West Virginia’s open meetings law stipulates that “the people in delegating authority do not give their public servants the right to decide what is good for them to know and what is not good for them to know. The people insist on remaining informed so that they may retain control over the instruments of government created by them.”
WVU board Chairman David Alvarez spoke briefly about WVU’s response to racism but after the private discussion occurred.
Other topics included in the private discussion were a talk with the athletic director about the “outlook for this upcoming season;” the business college; emergency pay policy; and federal Title IX regulations, which deal with issues that include the handling of sexual assault cases.
During the June 2 meeting, the board voted to talk privately just two minutes after the session began.
“We received an update from management on planning scenarios for the fall,” Alvarez said when the meeting reopened to the public.
“The leadership of the university has made great progress in planning for the fall — including both from an academic and an operational perspective — as we look to take steps to provide a reasonable, safe and effective set of requirements and capabilities for a successful on-campus fall,” Alvarez said. “Management is preparing to make a series of announcements in the coming days relating to our next steps.”
The meeting then ended.
The public did not observe the possible board response to initial plans presented by university administrators during the private portion of the meeting, or whether feedback from board members altered the plans before they were announced publicly in the following days.

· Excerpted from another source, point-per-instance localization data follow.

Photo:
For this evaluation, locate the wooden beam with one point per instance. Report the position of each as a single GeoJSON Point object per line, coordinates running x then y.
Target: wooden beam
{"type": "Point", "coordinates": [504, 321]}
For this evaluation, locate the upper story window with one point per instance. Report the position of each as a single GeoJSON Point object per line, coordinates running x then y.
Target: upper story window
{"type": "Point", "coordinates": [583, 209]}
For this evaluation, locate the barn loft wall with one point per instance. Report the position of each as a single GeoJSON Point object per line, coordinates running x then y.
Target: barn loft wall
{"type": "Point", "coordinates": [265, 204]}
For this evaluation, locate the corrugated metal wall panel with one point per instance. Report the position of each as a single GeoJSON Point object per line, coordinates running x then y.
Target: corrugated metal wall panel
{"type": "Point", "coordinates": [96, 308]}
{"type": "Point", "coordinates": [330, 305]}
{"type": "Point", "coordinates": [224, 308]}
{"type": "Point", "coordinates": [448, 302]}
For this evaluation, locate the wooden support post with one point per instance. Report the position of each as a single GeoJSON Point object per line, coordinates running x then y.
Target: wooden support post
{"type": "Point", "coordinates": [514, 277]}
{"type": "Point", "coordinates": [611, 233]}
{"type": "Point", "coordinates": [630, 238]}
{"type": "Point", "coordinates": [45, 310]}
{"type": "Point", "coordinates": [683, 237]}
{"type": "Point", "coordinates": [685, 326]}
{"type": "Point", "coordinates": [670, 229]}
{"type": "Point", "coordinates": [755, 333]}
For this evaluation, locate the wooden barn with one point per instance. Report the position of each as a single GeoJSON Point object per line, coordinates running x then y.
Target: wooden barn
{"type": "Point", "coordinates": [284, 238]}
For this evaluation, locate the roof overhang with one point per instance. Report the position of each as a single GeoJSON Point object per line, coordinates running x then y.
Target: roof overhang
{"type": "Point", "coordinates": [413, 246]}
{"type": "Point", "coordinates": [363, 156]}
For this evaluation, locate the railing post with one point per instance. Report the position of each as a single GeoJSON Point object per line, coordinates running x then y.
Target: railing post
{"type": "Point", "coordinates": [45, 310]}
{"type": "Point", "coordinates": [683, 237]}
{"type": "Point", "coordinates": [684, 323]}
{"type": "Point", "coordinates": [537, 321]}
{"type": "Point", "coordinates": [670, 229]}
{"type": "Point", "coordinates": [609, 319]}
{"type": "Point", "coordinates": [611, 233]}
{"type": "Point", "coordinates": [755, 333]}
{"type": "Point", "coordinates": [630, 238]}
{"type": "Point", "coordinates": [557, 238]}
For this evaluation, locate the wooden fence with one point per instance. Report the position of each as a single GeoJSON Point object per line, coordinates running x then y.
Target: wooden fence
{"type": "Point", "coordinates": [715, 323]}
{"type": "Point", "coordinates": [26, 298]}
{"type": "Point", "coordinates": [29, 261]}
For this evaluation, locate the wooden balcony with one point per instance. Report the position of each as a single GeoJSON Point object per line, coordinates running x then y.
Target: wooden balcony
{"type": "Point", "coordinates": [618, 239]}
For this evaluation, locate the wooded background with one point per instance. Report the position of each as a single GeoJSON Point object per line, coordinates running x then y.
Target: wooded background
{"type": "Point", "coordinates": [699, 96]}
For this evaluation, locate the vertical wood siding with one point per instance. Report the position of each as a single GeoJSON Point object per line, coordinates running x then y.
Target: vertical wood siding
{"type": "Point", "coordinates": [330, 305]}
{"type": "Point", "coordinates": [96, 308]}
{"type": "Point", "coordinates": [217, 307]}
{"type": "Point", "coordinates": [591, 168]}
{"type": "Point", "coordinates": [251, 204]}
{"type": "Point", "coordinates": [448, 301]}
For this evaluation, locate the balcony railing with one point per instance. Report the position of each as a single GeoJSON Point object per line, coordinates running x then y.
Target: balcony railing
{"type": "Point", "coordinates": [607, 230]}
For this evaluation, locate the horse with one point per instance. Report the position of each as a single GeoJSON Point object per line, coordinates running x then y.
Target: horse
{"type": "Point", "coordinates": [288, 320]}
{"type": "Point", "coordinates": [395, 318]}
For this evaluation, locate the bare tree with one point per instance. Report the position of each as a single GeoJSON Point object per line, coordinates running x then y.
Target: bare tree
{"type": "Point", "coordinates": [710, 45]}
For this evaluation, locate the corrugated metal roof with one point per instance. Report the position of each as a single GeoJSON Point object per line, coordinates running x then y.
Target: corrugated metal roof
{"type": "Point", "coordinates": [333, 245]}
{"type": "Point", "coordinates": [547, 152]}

Board members spent two-and-a-half hours meeting privately May 1 discussing, among other things, according to the agenda, “matters regarding 2020-21 academic year and budgets” and “legal, personnel, and deliberative matters relating to West Virginia University’s ongoing response to the COVID-19 pandemic.”
“As one might expect in these times,” board member Marty Becker said afterward, “most of our discussion dealt with the various ramifications taking place as we deal with this pandemic and its impacts on the university.”
“I will say the committee was quite impressed with the level of planning and preparedness the university leadership team has been undertaking in their plans and actions regarding the whole COVID-19 situation, it was very well presented,” Becker said. “There were no votes taken, no actions taken, all will be dealt with at later times.”
The May 1 and June 19 executive sessions were during meetings of committees of the board. Those panels are bound by the same open meetings law the full board is.
On both dates, two committees met together for the secret discussions. A combined 14 of the full board’s 17 members serve on the committees.